The Magic Negro is a figure of postmodern folk culture, coined by snarky 20th century sociologists, to explain a cultural figure who emerged in the wake of Brown vs. Board of Education. “He has no past, he simply appears one day to help the white protagonist,” reads the description on Wikipedia. . .

He’s there to assuage white “guilt” (i.e., the minimal discomfort they feel) over the role of slavery and racial segregation in American history, while replacing stereotypes of a dangerous, highly sexualized black man with a benign figure for whom interracial sexual congress holds no interest.

Shanklin’s parody was not scandalous either. His concept of “the magic Negro,” presented in the context of a mock rant against Obama by the decidely non-magical Al Sharpton, was basically the same as Ehrenstein’s. By ciriculating this recording, Shanklin was not displaying racism.

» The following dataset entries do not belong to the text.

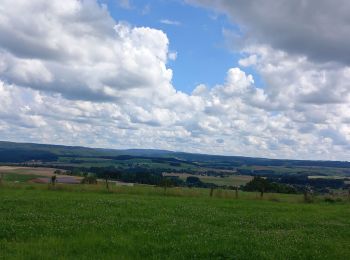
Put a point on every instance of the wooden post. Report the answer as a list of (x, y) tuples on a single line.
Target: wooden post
[(53, 180), (306, 197), (107, 184), (211, 191)]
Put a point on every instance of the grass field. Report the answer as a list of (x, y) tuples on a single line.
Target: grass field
[(232, 180), (86, 222)]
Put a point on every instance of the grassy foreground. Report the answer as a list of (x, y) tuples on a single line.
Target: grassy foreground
[(70, 224)]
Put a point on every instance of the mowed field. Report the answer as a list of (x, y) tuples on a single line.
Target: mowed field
[(34, 174), (232, 180), (86, 222)]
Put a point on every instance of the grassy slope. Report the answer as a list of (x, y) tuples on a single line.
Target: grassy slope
[(36, 224)]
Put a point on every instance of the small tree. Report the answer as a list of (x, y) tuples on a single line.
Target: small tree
[(258, 184)]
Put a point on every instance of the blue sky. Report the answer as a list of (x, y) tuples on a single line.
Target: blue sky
[(69, 75), (198, 39)]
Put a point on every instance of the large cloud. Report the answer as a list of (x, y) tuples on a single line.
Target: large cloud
[(318, 29), (75, 48), (70, 74)]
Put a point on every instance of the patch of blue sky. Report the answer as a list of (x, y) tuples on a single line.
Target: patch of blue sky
[(195, 34)]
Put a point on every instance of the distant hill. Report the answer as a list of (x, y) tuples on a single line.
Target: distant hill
[(22, 152)]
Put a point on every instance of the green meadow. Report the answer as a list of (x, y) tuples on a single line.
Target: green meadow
[(143, 222)]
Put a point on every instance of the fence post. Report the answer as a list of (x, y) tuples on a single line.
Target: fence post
[(211, 191)]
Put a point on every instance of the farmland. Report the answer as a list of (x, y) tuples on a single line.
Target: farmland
[(79, 222)]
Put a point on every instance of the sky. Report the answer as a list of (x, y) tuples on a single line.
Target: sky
[(221, 77)]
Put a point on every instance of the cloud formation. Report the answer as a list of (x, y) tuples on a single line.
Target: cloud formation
[(318, 29), (70, 74)]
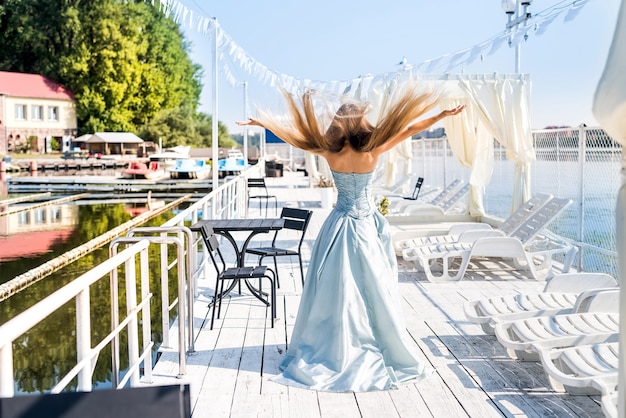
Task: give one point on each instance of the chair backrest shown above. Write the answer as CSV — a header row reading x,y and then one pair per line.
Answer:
x,y
533,225
295,219
213,247
445,193
516,219
418,186
257,183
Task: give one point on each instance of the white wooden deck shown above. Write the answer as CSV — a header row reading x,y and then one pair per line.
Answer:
x,y
229,373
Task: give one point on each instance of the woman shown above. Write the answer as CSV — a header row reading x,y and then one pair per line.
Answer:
x,y
349,333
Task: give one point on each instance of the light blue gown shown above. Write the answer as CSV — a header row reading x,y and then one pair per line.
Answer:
x,y
349,333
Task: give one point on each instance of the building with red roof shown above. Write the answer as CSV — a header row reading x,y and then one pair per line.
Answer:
x,y
33,110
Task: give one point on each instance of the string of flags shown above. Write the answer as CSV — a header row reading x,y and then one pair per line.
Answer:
x,y
230,55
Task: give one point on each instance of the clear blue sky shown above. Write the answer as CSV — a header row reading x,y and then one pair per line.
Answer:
x,y
341,39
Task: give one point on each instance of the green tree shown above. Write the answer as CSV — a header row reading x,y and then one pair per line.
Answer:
x,y
124,61
180,126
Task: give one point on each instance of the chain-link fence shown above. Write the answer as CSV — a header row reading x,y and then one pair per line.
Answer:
x,y
591,182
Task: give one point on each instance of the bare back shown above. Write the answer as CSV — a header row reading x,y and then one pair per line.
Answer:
x,y
350,161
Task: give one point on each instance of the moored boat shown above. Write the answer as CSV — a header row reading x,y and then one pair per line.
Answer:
x,y
138,170
169,156
233,163
190,169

But Ehrenstein, Shanklin, and Rush Limbaugh (who played the recording on his show) aren’t running for RNC head. So we are left with the question of whether it’s a good idea for Republicans to be led by someone tone-deaf enough to circulate a recording called “Barack the Magic Negro.”

To me, the self-evident answer is “no.” Media double standards (if that’s what we’re witnessing here) are a reality the next RNC head (indeed, the next dozen) will have to deal with. Republicans need a chairman with the maturity and judgment to avoid subjecting himself, and by extension our party, to easy shots by our enemies. The RNC chair we need would have responded to Shanklin’s parody with, at most, a private chuckle.